Data Engineer - WGDT

New Delhi, India

⚠️ We'll shut down after Aug 1st - try foo🦍 for all jobs in tech ⚠️

Full Time USD 49K - 91K * ^est.

Wadhwani Foundation

Wadhwani Foundation is a non-profit organization that focuses on accelerating job growth & paves the way for millions to earn family-sustaining wages. Join us!

View all jobs at Wadhwani Foundation

Apply now Apply later

Posted 1 month ago

The Role Context:

This is an exciting opportunity to join a dynamic and growing organization, working at the forefront of technology trends and developments in social impact sector. Wadhwani Center for Government Digital Transformation (WGDT) works with the government ministries and state departments in India with a mission of “Enabling digital transformation to enhance the impact of government policy, initiatives and programs”.

We are seeking a highly motivated and detail-oriented individual to join our team as a Data Engineer with experience in the designing, constructing, and maintaining the architecture and infrastructure necessary for data generation, storage and processing and contribute to the successful implementation of digital government policies and programs. You will play a key role in developing, robust, scalable, and efficient systems to manage large volumes of data, make it accessible for analysis and decision-making and driving innovation & optimizing operations across various government ministries and state departments in India.

Key Responsibilities:

a. Data Architecture Design: Design, develop, and maintain scalable data pipelines and infrastructure for ingesting, processing, storing, and analyzing large volumes of data efficiently. This involves understanding business requirements and translating them into technical solutions.

b. Data Integration: Integrate data from various sources such as databases, APIs, streaming platforms, and third-party systems. Should ensure the data is collected reliably and efficiently, maintaining data quality and integrity throughout the process as per the Ministries/government data standards.

c. Data Modeling: Design and implement data models to organize and structure data for efficient storage and retrieval. They use techniques such as dimensional modeling, normalization, and denormalization depending on the specific requirements of the project.
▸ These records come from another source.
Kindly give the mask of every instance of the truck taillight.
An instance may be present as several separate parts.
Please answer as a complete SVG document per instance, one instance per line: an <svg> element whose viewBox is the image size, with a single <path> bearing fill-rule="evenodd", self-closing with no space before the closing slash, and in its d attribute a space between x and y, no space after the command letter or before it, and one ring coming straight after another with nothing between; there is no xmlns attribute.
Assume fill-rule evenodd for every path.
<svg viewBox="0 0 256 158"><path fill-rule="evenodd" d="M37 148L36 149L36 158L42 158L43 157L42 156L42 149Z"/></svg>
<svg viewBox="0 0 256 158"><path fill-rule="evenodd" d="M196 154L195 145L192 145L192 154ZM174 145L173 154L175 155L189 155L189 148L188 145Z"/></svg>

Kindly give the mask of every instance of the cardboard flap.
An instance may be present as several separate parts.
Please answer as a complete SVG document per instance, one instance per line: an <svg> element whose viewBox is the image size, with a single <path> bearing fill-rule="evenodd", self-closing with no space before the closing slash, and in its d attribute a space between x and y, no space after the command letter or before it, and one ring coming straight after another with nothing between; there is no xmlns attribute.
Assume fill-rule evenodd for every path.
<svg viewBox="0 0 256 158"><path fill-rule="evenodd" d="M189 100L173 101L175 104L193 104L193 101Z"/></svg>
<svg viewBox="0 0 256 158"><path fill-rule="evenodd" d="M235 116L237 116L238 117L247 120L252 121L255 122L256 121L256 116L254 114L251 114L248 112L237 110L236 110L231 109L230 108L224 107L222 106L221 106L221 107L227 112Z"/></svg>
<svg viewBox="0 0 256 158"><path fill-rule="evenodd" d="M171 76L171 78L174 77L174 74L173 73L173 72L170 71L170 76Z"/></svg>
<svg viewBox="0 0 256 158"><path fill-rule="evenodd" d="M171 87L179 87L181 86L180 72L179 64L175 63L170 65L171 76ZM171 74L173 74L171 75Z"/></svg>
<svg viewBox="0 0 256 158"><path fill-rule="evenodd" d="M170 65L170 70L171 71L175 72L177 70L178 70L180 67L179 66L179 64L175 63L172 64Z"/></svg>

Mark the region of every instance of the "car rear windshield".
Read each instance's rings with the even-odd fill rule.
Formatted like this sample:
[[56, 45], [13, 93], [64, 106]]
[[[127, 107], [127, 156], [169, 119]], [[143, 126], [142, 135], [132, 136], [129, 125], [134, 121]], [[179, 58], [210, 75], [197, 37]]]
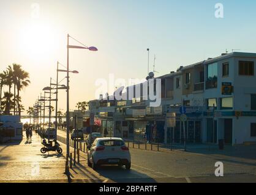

d. Data Pipeline Development/ ETL (Extract, Transform, Load): Develop data pipeline/ETL processes to extract data from source systems, transform it into the desired format, and load it into the target data systems. This involves writing scripts or using ETL tools or building data pipelines to automate the process and ensure data accuracy and consistency.

e. Data Quality and Governance: Implement data quality checks and data governance policies to ensure data accuracy, consistency, and compliance with regulations. Should be able to design and track data lineage, data stewardship, metadata management, building business glossary etc.

f. Data lakes or Warehousing: Design and maintain data lakes and data warehouse to store and manage structured data from relational databases, semi-structured data like JSON or XML, and unstructured data such as text documents, images, and videos at any scale. Should be able to integrate with big data processing frameworks such as Apache Hadoop, Apache Spark, and Apache Flink, as well as with machine learning and data visualization tools.

g. Data Security: Implement security practices, technologies, and policies designed to protect data from unauthorized access, alteration, or destruction throughout its lifecycle. It should include data access, encryption, data masking and anonymization, data loss prevention, compliance, and regulatory requirements such as DPDP, GDPR, etc.

h. Database Management: Administer and optimize databases, both relational and NoSQL, to manage large volumes of data effectively.

i. Data Migration: Plan and execute data migration projects to transfer data between systems while ensuring data consistency and minimal downtime.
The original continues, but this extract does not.